Évoquant Dada, Jean-Pierre Cometti écrit : « De manière générale, ce qui est intéressant, dans l’histoire, n’est pas ce que nous pouvons y trouver qui ramène à des sources, mais ce qui s’y trouve de différent et d’irréductible ».

Nathalie Quintane

Illustration : Jean-Pierre Cometti, dubitatif, quitte la cabane de l’art (2009. Photo Ch. Hanna)

[1Ce texte revient sur deux contributions récentes au « problème de l’art » parues sur lundimatin, ici et .
Il s’appuie en partie sur un livre important paru en 2017 aux éditions Questions Théoriques : La nouvelle aura, de Jean-Pierre Cometti. Début juin paraîtra chez Amsterdam la réédition de L’art et l’argent, que Cometti avait dirigé.

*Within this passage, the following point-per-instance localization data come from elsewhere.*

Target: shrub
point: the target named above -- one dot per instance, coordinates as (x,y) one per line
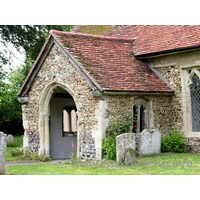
(116,127)
(174,142)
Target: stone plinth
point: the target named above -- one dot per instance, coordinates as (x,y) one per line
(150,142)
(125,147)
(2,152)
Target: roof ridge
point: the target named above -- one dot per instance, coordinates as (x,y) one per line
(93,36)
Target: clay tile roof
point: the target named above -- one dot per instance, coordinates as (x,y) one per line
(158,38)
(110,62)
(151,38)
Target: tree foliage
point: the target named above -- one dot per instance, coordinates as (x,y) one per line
(31,39)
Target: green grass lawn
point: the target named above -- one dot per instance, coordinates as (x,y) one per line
(168,161)
(162,164)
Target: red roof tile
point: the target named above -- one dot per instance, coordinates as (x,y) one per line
(154,38)
(108,63)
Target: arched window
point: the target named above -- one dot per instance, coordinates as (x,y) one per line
(141,115)
(195,103)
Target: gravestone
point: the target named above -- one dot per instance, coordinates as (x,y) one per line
(150,142)
(125,147)
(2,152)
(9,139)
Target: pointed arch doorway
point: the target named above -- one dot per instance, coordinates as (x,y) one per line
(58,122)
(62,125)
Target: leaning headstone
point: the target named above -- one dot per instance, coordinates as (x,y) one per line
(2,152)
(10,139)
(150,142)
(125,147)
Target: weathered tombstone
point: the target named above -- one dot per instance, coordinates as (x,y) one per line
(150,142)
(2,152)
(125,147)
(9,139)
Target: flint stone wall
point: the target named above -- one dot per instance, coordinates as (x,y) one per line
(2,152)
(149,142)
(125,147)
(9,139)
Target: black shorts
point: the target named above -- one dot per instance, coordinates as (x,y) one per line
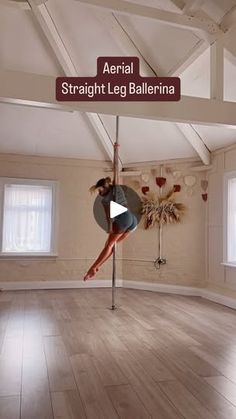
(125,222)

[2Grégory Salle, Superyachts, luxe, calme et écocide (éd. Amsterdam, 2021).

[3Ibid.

[5Viveiros de Castro oppose « L’inconsistance de l’âme indienne » à la « dureté de la foi ». Les Indiens Tupi croient et ne croient pas — ce qui leur permet de faire croire qu’ils croient aux missionnaires chrétiens, au moins dans un premier temps… (lire L’inconsistance de l’âme indienne, éd. Labor et Fides, 2020). L’art est comme la fable : il est et il n’est pas. Le problème n’est pas de croire OU de ne pas croire en l’art, mais de considérer si la pièce que vous voyez ou la performance à laquelle vous assistez est… « bonne », c’est-à-dire si la vie qu’elle vous fait est plus critique, plus sensible, plus intéressante que si vous ne l’aviez pas vue.

[6Parenthèse : il faudra un jour lâcher la grappe de ce côté-là aux artistes dit « bruts » ou « spontanés », qu’on a tendance à considérer, avec les meilleures intentions du monde, comme les missionnaires chrétiens progressistes voyaient les Indiens, admirant leur « simplicité », leur « naïveté », et le fait qu’ils n’aient pas été salis par la civilisation. Heureusement, certains de ces missionnaires furent mangés.